We Always Come Back.... - Part 1
We Always Come Back.... - Part 1
The fleet was visible from the terrace on clear nights and tonight was clear.

Lindsy stood at the railing with her hand resting on the gold edged rail and looked at the orbital traffic moving above Rigel IV in its slow patterns, freighters and transports and the occasional military vessel running its lights against the dark, and thought about departure schedules the way she always thought about departure schedules when she was standing in a place she was not going to be standing in much longer.

She was twenty three and she had been offered a contract with the Antican Collective frontier routes and she had said yes that morning and had not told her family yet and she was working out how to tell them by standing at the terrace railing in the white and gold dress her mother had asked her to wear for the occasion and looking at the ships instead of going back inside.

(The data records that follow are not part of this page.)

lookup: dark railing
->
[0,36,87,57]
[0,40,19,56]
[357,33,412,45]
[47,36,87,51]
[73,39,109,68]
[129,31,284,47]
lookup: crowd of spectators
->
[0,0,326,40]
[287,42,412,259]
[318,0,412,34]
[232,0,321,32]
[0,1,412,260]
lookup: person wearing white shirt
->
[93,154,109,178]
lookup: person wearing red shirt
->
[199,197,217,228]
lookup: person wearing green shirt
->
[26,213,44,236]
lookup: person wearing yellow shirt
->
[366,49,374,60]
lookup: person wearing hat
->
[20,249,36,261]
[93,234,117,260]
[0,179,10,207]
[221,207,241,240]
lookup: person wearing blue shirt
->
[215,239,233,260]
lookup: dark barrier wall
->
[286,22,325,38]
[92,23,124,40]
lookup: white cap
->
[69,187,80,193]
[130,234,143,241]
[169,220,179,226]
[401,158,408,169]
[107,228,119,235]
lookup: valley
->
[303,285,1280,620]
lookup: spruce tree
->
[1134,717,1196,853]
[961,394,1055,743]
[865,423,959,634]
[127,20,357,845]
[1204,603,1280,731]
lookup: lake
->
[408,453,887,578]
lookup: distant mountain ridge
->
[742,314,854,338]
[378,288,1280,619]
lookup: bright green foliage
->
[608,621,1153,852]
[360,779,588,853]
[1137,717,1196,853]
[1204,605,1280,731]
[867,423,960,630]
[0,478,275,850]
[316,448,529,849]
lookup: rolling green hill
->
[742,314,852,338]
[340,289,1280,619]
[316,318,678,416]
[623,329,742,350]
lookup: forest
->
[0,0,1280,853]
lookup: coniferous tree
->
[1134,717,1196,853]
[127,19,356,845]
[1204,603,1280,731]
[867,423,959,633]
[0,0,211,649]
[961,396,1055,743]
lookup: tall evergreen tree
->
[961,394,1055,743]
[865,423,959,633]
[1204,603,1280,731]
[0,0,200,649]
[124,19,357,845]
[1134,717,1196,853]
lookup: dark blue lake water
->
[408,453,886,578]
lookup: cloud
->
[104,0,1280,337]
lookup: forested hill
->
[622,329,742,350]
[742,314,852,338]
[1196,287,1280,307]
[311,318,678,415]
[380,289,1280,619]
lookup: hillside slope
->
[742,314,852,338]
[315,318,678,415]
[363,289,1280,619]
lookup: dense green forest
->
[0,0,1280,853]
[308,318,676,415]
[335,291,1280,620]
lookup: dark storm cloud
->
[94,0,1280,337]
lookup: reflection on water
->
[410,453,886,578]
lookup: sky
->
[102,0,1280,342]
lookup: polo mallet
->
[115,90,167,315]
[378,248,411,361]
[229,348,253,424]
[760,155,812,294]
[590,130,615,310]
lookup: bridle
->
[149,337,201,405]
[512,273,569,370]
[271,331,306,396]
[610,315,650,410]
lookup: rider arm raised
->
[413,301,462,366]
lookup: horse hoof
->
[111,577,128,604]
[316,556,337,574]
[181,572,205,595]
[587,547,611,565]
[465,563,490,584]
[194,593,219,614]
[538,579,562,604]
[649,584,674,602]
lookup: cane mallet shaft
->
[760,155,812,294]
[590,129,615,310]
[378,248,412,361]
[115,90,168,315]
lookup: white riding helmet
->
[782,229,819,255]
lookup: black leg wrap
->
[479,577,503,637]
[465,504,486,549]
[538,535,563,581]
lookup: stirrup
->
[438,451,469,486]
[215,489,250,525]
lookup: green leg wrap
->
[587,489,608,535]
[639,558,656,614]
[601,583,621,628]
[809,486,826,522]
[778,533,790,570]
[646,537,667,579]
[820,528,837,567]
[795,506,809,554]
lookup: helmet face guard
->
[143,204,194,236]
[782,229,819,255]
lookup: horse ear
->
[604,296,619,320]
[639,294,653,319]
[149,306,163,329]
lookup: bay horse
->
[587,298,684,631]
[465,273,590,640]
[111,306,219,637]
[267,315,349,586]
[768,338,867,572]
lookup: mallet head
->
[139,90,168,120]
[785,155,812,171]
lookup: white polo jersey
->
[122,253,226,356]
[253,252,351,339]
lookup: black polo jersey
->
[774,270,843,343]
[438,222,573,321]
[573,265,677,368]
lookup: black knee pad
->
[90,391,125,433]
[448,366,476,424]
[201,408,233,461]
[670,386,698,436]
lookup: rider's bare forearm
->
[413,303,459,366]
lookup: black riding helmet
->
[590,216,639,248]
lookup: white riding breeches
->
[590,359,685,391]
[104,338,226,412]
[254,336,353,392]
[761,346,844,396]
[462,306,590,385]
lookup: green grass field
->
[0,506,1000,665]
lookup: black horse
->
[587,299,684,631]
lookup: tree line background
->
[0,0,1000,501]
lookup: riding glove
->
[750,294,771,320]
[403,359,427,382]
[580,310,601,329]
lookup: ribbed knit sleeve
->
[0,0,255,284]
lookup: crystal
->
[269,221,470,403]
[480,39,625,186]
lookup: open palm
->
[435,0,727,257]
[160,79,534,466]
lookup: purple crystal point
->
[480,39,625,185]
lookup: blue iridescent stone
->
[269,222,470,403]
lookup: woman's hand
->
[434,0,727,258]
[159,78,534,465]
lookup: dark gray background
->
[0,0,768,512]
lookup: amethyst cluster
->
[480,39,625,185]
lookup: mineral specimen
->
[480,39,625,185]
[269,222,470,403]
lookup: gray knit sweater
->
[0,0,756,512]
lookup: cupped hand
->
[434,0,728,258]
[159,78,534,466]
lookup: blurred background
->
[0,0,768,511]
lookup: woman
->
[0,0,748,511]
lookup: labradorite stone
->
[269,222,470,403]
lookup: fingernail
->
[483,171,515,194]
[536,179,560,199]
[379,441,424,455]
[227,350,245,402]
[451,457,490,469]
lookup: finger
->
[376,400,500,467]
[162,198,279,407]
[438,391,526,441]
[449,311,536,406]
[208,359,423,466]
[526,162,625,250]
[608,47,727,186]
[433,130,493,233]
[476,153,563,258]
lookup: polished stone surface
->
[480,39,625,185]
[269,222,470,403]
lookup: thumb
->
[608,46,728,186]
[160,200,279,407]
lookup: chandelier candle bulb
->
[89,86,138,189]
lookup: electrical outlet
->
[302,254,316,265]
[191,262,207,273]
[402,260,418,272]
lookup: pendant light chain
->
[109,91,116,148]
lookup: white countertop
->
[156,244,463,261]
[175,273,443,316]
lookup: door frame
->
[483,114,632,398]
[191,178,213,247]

The Vaelor family had reserved this room for significant occasions since before Lindsy was born. The orbital lounge sat above the city on its elevated platform, the terrace viewport running floor to ceiling along the full length of the private dining room, the city spreading below and the fleet above and the particular quality of light that the gold trim and the warm table settings produced that she had associated with important evenings since childhood. Her parents had brought her here for her first navigation certification. Her grandmother had reserved it the night before her mother's first deep range departure. Her great uncle had brought the family here the evening he received the guild's senior charting award, the one that sat in a case in the estate library that Lindsy had spent a significant portion of her childhood examining from a careful distance because it was not to be touched. The Vaelors marked things here and everyone in the family understood that being invited meant something was being marked.

Her father had reserved it for tonight without explaining why, which meant he already suspected something and wanted the conversation to happen somewhere that felt like it was worth the conversation. He was like that, her father. He did not ask direct questions when he already knew the answer was coming toward him. He simply arranged the environment and waited and let people arrive at their own pace. It was one of the qualities she had inherited most directly from him and she recognized it in herself often enough to appreciate it in him even when it was occasionally inconvenient to be on the receiving end of it.

The Vaelor family had been navigators for four generations. That was the thing that made everything complicated and also the thing that made everything simple depending on how you held it. Her father navigated the inner system trade routes out of Rigel II and her mother had navigated deep range before the children came and her uncle ran the guild certification program on Rigel V and her grandmother had charted three previously unmapped corridors in the outer Rigellian system before her eyesight went and she had retired to the estate and spent the remaining years of her life annotating charts that other navigators used without knowing her name. It was the kind of contribution that did not get commemorated but that accumulated into something that mattered and her grandmother had understood that distinction completely and had never appeared to require anything else from it.

Navigation was not something the Vaelors did. It was something the Vaelors were and had been for long enough that the distinction had stopped mattering.

The Antican frontier routes were not inner system trade work. They were the kind of routes that other navigators filed away in the category of theoretically viable and practically inadvisable, gravitational variance, unmapped subspace anomalies, political borders that shifted faster than the charts could be updated, the particular quality of space that had not been thoroughly catalogued because the people who tried to catalogue it tended to come back with incomplete data and strong opinions about not going back. Her mother had done frontier work before she came home and had come home with three things, a husband, a certification she never talked about in specific terms, and the particular quality of someone who had been somewhere that changed the way you read everything after it.

Lindsy had wanted to know what that quality felt like from the inside since she was twelve years old.

She had been careful about it. That was the thing she was aware of standing at the railing in the dark with the fleet above her and the city below and the dinner behind her waiting to become what it was going to become. She had not rushed toward the frontier the way some navigators did, burning through the inner system work impatiently, treating every conventional posting as something to get through rather than something to learn from. She had spent three years on the inner routes after her certification and she had learned everything those routes had to teach her and she had done it deliberately because her grandmother had told her once that the navigators who lasted on the frontier were the ones who arrived knowing what conventional navigation actually was rather than what they imagined it to be. You could not improvise around the rules until you understood the rules completely. The frontier would find out immediately if you had skipped that part and it would find out in ways that were not recoverable.